L’TU Graz élabore des directives pour des batteries de véhicules électriques réparables.

Des chercheurs de l’Université technique de Graz ont élaboré des directives de conception visant à rendre les batteries à traction plus sûres et plus faciles à réparer et à recycler. Leur analyse montre que des conceptions facilitant la réparation peuvent être avantageuses sur les plans économique et environnemental, même si seuls 8 % des cellules de batterie sont réutilisés.
Une équipe de recherche dirigée par l’Université technique de Graz a comparé trois conceptions de batteries afin de déterminer en quoi leur construction influence la sécurité, la réparabilité et la durabilité. La première reflète une approche courante utilisant des boîtiers collés et des pastes thermiquement conductrices. Bien que de telles conceptions présentent des avantages en termes de production, même des dommages limités peuvent nécessiter le remplacement de toute la batterie.

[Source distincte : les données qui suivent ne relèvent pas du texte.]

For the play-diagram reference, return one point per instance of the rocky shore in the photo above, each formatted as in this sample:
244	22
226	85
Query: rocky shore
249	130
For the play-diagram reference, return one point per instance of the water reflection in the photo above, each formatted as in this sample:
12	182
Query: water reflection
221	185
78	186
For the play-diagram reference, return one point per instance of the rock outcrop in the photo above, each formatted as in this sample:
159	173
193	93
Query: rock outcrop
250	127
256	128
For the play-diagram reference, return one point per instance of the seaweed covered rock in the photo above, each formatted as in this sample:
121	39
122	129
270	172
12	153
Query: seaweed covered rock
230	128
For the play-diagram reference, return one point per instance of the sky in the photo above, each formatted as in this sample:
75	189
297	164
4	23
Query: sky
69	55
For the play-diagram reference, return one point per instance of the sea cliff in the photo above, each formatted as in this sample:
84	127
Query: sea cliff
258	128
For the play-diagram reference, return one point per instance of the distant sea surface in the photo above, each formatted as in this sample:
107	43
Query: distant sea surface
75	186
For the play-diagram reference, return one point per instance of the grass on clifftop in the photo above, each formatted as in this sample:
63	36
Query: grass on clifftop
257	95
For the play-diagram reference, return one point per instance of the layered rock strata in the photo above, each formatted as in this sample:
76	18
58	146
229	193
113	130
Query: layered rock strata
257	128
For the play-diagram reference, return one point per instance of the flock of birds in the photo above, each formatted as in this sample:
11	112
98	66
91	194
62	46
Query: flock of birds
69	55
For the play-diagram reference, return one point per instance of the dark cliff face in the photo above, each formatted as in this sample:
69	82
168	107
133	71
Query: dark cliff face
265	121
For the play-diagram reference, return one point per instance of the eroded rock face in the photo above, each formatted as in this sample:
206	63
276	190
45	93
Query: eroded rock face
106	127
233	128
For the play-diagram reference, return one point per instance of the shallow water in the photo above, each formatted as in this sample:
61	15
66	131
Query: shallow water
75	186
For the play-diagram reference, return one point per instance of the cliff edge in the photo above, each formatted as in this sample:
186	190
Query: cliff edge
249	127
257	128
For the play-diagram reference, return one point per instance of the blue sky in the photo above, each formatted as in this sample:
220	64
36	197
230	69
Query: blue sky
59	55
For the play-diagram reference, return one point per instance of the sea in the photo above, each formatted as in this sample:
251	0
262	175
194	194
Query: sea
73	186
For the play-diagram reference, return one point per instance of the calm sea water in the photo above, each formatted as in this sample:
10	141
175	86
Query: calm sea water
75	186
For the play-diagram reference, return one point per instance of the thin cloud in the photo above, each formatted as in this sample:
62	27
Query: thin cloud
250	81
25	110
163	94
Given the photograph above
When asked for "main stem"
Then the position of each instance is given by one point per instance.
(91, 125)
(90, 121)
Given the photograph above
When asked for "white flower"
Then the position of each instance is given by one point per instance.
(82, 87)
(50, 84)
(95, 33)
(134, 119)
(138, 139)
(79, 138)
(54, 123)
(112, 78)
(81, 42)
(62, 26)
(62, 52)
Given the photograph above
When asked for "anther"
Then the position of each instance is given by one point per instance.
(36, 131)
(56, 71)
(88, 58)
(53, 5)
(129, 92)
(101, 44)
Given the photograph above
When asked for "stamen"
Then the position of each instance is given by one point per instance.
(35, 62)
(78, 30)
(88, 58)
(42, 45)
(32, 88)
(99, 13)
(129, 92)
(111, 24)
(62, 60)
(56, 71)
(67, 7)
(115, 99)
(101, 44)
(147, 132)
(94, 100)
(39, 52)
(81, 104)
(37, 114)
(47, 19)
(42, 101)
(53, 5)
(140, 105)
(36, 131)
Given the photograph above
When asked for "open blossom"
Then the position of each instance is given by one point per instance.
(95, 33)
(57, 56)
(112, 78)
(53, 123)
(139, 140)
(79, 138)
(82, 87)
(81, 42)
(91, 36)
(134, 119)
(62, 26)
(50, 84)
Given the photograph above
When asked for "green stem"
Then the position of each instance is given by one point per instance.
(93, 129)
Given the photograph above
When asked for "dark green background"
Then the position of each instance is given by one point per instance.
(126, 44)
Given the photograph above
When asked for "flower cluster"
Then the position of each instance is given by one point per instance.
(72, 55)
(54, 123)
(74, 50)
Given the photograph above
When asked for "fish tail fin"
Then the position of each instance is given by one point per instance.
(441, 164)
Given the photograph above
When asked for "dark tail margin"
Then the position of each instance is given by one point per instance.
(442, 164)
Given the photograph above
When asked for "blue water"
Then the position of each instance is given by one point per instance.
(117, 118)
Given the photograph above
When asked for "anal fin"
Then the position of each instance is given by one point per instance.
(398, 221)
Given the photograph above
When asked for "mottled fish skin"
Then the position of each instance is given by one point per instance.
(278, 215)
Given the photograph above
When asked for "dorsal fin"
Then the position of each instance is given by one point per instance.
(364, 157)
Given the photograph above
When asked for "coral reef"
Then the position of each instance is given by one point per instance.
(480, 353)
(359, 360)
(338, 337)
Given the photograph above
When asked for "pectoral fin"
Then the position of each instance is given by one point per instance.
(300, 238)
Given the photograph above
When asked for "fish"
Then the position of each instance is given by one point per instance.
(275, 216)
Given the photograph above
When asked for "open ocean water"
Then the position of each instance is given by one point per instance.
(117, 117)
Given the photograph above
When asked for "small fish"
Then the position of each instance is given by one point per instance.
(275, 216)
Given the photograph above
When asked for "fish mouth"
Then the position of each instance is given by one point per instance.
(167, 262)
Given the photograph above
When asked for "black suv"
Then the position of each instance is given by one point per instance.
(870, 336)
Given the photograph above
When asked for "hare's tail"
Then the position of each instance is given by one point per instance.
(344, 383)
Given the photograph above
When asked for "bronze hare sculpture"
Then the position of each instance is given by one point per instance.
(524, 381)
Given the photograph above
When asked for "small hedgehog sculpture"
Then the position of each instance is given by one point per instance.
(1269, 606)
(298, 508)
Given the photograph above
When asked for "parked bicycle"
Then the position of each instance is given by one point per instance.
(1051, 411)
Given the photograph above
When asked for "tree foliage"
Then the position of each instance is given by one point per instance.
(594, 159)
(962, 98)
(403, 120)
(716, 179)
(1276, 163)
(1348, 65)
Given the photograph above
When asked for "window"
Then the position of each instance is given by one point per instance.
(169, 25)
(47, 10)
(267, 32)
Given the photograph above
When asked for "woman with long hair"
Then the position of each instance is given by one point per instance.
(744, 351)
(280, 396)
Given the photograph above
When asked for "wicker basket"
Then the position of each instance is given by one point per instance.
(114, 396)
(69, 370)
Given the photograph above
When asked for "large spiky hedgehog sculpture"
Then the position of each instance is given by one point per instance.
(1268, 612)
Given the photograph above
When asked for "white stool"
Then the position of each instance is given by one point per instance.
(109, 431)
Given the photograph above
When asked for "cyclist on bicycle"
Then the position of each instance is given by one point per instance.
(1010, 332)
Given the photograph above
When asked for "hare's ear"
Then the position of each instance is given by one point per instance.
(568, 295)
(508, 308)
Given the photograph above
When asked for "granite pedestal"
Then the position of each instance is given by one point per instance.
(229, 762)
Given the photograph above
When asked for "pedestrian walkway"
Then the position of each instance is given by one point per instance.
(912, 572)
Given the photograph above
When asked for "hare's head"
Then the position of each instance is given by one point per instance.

Les chercheurs ont comparé cela à deux conceptions visant à faciliter les réparations. L’une combine des couvercles de boîtier remplaçables avec des pastilles de dissipation thermique, tandis que l’autre utilise un huile isolante électriquement pour le refroidissement par liquide ainsi qu’un boîtier vissé et scellé. Ce dernier permet de démonter la batterie afin de remplacer les cellules individuelles.
Ces travaux ont été menés dans le cadre du projet de recherche E-Track et visent à remédier au manque de conceptions standardisées pour les batteries de traction.
Les cellules elles-mêmes sont particulièrement importantes pour déterminer si les réparations sont pertinentes. Elles représentent environ 75 % de la masse totale d’un pack batterie et constituent également son principal facteur de coût. Selon l’analyse du cycle de vie du projet, une conception facilitant les réparations s’avère déjà rentable si 8 % des cellules peuvent être réutilisées après un accident. Une désassemblage plus simple permet également de récupérer plus facilement des matériaux pour le recyclage.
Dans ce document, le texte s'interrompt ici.